'what direction?' That's how fat-headed I am."
"Yes?" Something was beginning to form, now.
"I--led you on, Steve."
That blinkoed me. The phrase didn't jell. The half a minute she'd spent
bawling on my shoulder with my arms around her had been the first
physical contact I'd ever had with Nurse Farrow. It didn't seem--
"No, Steve. Not that way. I couldn't see you for Thorndyke any more than
you could see me for Catherine." Her telepathy had returned, obviously;
she was in better control of herself. "Steve," she said, "I led you on;
did everything that Thorndyke told me to. You fell into it like a rock.

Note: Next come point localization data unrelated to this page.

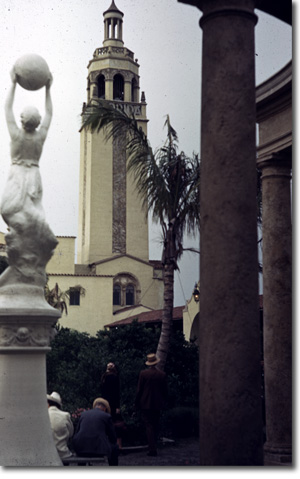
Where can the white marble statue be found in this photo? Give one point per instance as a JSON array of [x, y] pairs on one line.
[[30, 242]]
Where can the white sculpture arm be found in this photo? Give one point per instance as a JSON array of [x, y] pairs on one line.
[[9, 114], [48, 109]]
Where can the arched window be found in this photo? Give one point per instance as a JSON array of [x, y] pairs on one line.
[[133, 90], [101, 86], [129, 295], [117, 295], [118, 87]]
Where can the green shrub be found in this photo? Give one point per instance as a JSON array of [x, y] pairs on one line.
[[77, 361]]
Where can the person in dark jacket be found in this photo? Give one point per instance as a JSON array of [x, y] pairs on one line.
[[151, 397], [110, 390], [95, 434]]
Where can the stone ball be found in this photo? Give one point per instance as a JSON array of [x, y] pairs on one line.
[[32, 71]]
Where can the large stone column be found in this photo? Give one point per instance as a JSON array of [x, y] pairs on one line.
[[277, 278], [230, 378], [26, 328]]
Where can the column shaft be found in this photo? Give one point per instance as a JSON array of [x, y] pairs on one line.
[[230, 379], [277, 283]]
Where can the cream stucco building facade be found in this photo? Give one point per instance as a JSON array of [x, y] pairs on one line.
[[113, 263]]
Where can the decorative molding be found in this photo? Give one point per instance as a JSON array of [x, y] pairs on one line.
[[24, 336]]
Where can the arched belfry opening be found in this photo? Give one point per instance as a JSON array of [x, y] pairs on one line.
[[118, 90], [101, 86], [113, 24], [134, 90]]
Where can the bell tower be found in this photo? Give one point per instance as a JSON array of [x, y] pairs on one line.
[[111, 221]]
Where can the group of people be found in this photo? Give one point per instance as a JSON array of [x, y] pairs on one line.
[[99, 430]]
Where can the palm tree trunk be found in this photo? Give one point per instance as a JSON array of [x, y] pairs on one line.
[[167, 318]]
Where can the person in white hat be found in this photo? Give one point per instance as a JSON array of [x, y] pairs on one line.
[[61, 425], [150, 398]]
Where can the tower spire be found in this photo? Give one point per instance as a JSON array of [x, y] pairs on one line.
[[113, 25]]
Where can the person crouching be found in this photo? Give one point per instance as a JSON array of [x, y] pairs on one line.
[[95, 435]]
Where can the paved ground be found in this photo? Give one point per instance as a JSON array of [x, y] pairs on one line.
[[183, 452]]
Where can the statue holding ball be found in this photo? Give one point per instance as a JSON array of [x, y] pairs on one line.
[[30, 241]]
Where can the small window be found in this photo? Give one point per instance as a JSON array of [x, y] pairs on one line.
[[117, 295], [118, 87], [133, 90], [101, 87], [74, 297], [130, 295]]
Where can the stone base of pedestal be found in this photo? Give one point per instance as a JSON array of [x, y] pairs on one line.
[[26, 328], [278, 456]]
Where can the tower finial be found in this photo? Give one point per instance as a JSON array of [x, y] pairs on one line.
[[113, 21]]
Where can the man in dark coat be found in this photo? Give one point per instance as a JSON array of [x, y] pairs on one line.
[[150, 399], [95, 435]]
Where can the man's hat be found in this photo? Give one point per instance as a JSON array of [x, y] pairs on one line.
[[55, 397], [104, 402], [152, 360]]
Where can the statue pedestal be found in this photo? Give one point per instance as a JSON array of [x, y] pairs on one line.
[[26, 329]]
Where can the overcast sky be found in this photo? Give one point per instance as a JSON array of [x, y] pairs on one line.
[[166, 39]]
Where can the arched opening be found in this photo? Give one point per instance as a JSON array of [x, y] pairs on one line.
[[130, 295], [117, 295], [118, 92], [134, 90], [101, 86]]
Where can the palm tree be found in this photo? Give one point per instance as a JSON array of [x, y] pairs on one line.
[[168, 185]]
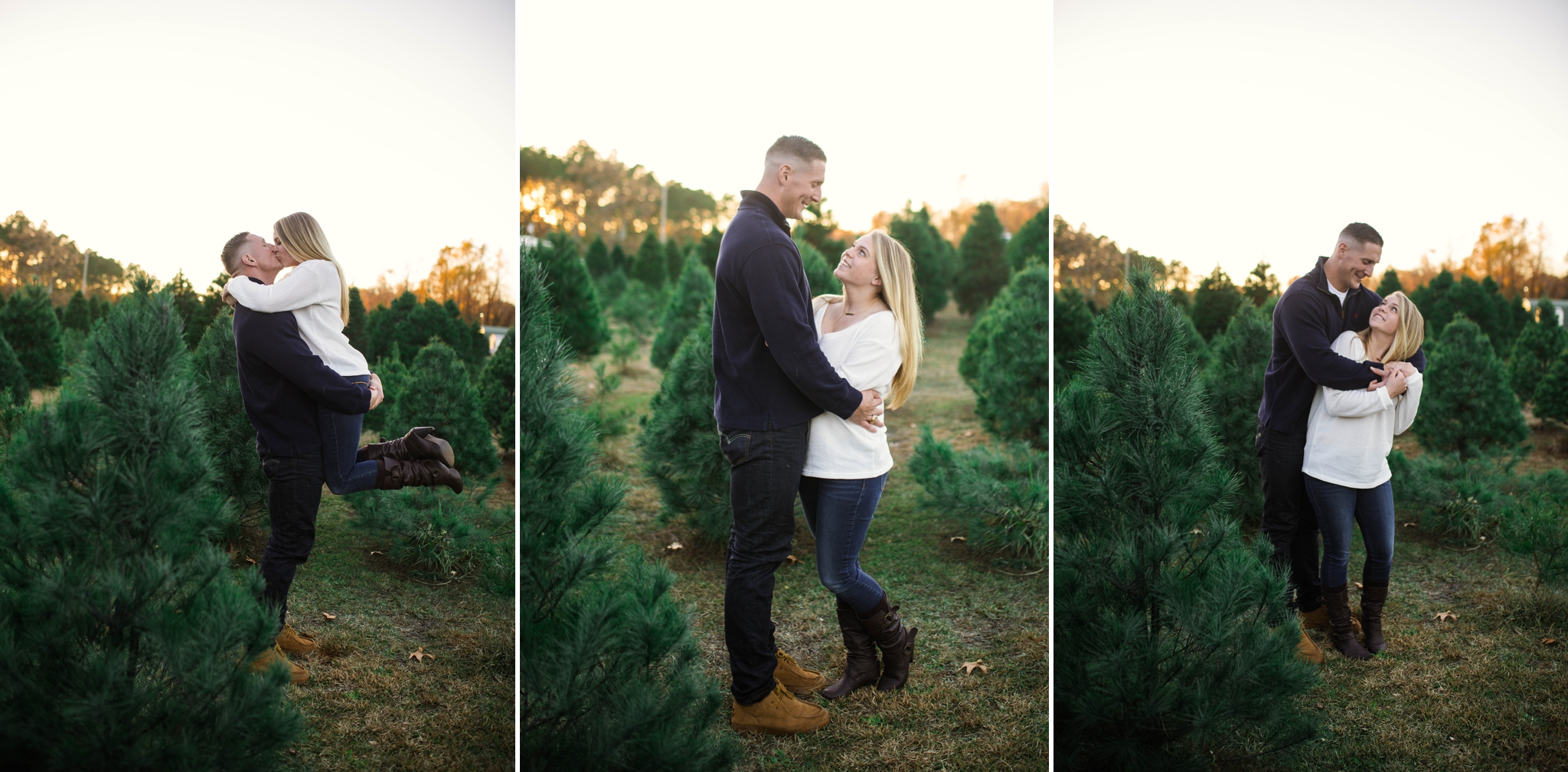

Oh--it was going to be a big thing. All I had to do was to haul you
deeper into this mess, then I'd disappear strangely. Then we'd
be--tog--ether--we'd be--"
She started to come unglued again but stopped the dissolving process
just before the wet and gooey stage set in. She seemed to put a set in
her shoulders, and then she looked down at me with pity. "Poor esper,"
she said softly, "you couldn't really know--"
"Know what?" I asked harshly.
"He fooled me--too," she said, in what sounded like a complete
irrelevancy.
"Look, Farrow, try and make a bit of sense to a poor perceptive who
can't read a mind. Keep it running in one direction, please?"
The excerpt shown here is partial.